It is now a matter of fact that deepfake technology has reached a level of sophistication that makes it an immediate and ongoing threat to enterprises, financial institutions, and national security. While lawmakers are attempting to regulate its most harmful uses, the current legislative landscape remains inconsistent and incomplete, leaving significant vulnerabilities that cybercriminals are already exploiting, causing a staggering 2,100% surge in AI-based fraud attempts (Signicat).
Federal Efforts Address Only Part of the Threat Landscape
At the federal level, several targeted bills against deepfakes have emerged. But while addressing some of the most important aspects of AI harm, these bills fall short of comprehensive protection. Below are some of the major bills coming from Congress:
-The DEEPFAKES Accountability Act introduces content labeling requirements, but lacks robust enforcement mechanisms and applies primarily to consumer-facing content.

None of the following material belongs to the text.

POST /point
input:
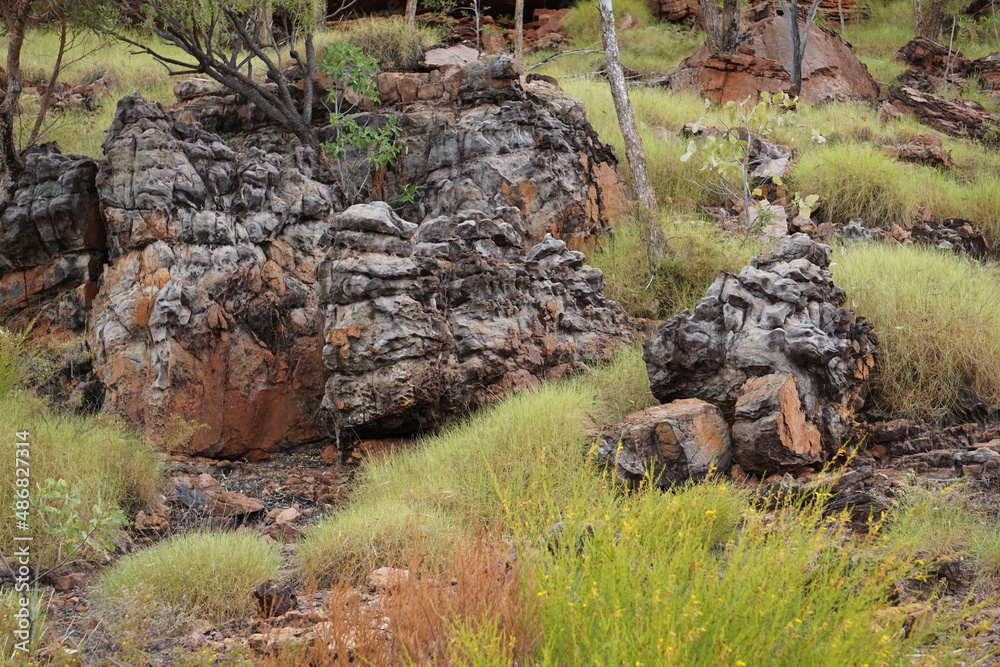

-The Preventing Deepfakes of Intimate Images Act and the TAKE IT DOWN Act provide crucial protections for individuals against non-consensual intimate deepfakes. These laws are critical—the psychological trauma and reputational damage caused by such content can be devastating for victims, with effects lasting years.
-The Deepfake Task Force Act aims to study the issue but delays immediate protective measures that organizations need today.
While these protections are absolutely necessary, they don't address the broader deepfake ecosystem and risks that AI-generated deception poses to businesses, financial transactions, and critical infrastructure. With organizations losing an average of $450,000 per AI fraud incident (Regula), and 75% of businesses having been targeted in the past year (Ironscales), federal laws that regulate AI-generated content and its use at large are long overdue.
State-Level Responses Create a Regulatory Patchwork
Several states have introduced legislation to regulate malicious deepfakes, but as with federal bills, the approach remains fragmented. The most notable state efforts are:
-California and Texas have passed laws targeting election-related deepfakes and non-consensual intimate media.
-Virginia focuses on the unlawful dissemination or sale of images of another person, including AI-generated or altered images.
-Louisiana created a law making it a crime to unlawfully disseminate or sell AI-generated images of another individual, targeting harmful uses of synthetic media.
-Tennessee replaced its Personal Rights Protection Act with the Ensuring Likeness, Voice, and Image Security Act of 2024, which grants individuals a property right over the use of their name, photograph, voice, or likeness in any medium, including AI-manipulated media.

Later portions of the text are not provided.